January 26, 2026
Benchmarks vs Bus: comment brawl
Emissary, a fast open-source Java messaging library
Speed hype vs simple vibes: Emissary’s name drama explodes
TLDR: Emissary, renamed from Deezpatch, promises super‑fast in‑app messaging with simple labels and no heavy extras. Comments clash over bold speed claims, a name conflict with an ActivityPub server, and the need for an “instance provider,” pitting performance hype against fans of simpler tools like Guava’s EventBus.
Emissary is the new kid on the block promising a “no extras, blazing fast” way for apps to pass messages between parts. It uses simple labels (think sticky notes like @RequestHandler) to route messages without the usual slow mirror‑checking, and boasts eye‑popping benchmarks—“up to 10x more messages,” the team flexes. Supporters cheered the speed hype, with the creator repeating the pitch and inviting stars. Claim‑to‑fame: it aims to make CQRS—splitting “do stuff” and “get info”—dead simple.
But the comments turned spicy fast. One reader flagged a name collision with an ActivityPub server called emissary.dev, cue confusion and memes about the project’s previous name, “Deezpatch,” getting a witness‑protection glow‑up. The biggest pushback? Guava EventBus loyalists argue this adds setup without payoff, asking, “Why do we need an instanceProvider?” Translation: it needs a way to find your app’s components (often through frameworks like Spring), which some see as extra baggage versus plug‑and‑play tools. Now it’s speed bragging vs simplicity purists: are LambdaMetafactory tricks worth the fuss, or is plain old EventBus good enough? The thread turned into a friendly‑but‑feisty showdown—name mix‑up, benchmark flexes, and the eternal dev debate: fast vs familiar.
Key Points
- •Emissary is an open-source, no-dependency Java messaging library that decouples messages (requests/events) from handlers using annotations.
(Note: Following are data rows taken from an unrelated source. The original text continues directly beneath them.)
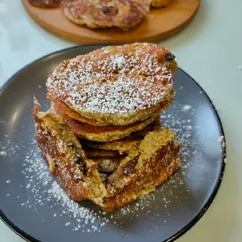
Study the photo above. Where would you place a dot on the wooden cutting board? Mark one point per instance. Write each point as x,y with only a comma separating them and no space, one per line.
158,25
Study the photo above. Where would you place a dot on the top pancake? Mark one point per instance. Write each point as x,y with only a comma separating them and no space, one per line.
45,3
116,85
124,14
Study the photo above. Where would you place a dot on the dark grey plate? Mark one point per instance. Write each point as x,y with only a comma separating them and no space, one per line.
34,206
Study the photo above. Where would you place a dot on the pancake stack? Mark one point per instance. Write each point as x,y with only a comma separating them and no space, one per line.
105,108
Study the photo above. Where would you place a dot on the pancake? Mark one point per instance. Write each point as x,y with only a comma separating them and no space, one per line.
45,3
63,109
93,153
127,144
107,164
100,133
138,174
92,133
116,85
123,14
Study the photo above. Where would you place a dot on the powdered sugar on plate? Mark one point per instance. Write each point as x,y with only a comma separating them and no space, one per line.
43,188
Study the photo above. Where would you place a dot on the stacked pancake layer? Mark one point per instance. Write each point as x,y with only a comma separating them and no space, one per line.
103,127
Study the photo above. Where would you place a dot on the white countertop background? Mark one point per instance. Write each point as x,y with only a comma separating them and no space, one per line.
209,49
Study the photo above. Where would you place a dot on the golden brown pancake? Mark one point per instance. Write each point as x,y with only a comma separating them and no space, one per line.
101,133
124,146
124,14
93,153
107,164
116,85
138,174
45,3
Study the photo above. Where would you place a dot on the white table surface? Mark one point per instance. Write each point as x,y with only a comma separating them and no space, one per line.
210,50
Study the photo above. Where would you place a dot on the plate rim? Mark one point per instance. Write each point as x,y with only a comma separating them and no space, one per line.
185,228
- •It uses LambdaMetafactory to avoid reflection, with claimed benchmarks showing ~1000% higher throughput and ~90% faster performance than Spring’s ApplicationEventPublisher, Pipelinr, and EventBus.
- •The project was formerly named Deezpatch; the core artifact was renamed to emissary-core starting in v2.0.0, with corresponding Java 9 module name changes.
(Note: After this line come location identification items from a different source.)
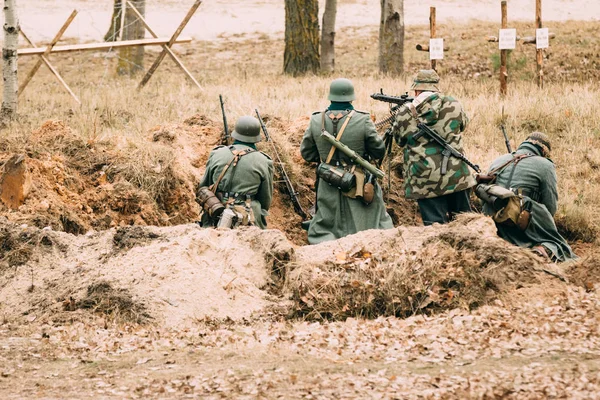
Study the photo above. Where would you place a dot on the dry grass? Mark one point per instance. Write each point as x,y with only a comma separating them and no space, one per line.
455,268
248,74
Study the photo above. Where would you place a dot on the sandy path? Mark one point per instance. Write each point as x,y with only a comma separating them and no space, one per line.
221,18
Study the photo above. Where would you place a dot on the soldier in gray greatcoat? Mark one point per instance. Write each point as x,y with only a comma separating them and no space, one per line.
340,213
530,173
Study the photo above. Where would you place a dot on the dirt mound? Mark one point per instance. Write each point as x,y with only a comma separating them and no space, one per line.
172,275
585,272
409,270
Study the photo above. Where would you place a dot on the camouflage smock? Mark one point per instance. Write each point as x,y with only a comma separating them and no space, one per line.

- •Artifacts are available via Gradle and Maven; JARs include Automatic-Module-Name, and module authors can require io.github.joeljeremy.emissary.core in module-info.java.
- •Usage examples show defining Request types and @RequestHandler methods, dispatching via Emissary (Dispatcher), and integrating with DI frameworks like Spring, Guice, and Dagger via an InstanceProvider.